Heiligenhaus Alter Glaube trifft moderne Kunst

Heiligenhaus · Malerei hilft seit jeher bei der Versenkung. Auch ihre zeitgenössischen Formen haben Eingang in die Kirchen gefunden.

 Die Kohlezeichnungen von Michael Forejt zeigen abstrahierte Gesichter, stellvertretend für die Vielzahl der Gemeindeglieder.

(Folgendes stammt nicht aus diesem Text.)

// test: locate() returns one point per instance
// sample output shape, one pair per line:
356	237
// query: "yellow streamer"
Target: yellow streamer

Die Kohlezeichnungen von Michael Forejt zeigen abstrahierte Gesichter, stellvertretend für die Vielzahl der Gemeindeglieder.

Foto: Blazy, Achim (abz)

In der sakralen Kunst bilden Kirche, Kunst und Kultur seit jeher einen Dreiklang. Sie sind jeweils verankert in den einzelnen Epochen der Geschichte und der künstlerischen Stilelemente. So wurde die Oster- und ihre Heilsbotschaft seit der Ottonik ein zentrales Thema in der Ikonographie der Kirchen, tausendfach bildnerisch umgesetzt. In den christlichen Riten von Ostern und dem christlichen Glauben an sich spielt das Kreuz eine tragende Rolle. Es wurde zum Mittelpunkt christlicher Verkündigung, zum Hoffnungssymbol vom Tod zur Auferstehung. Christen glauben, dass durch Selbsthingabe und Leiden, Tod und Auferstehung Christi die gestörte Beziehung zwischen Gott und Mensch wieder hergestellt worden ist. Die Bedeutung des Kreuzes schafft somit die Verbindung vom Menschen zu Gott.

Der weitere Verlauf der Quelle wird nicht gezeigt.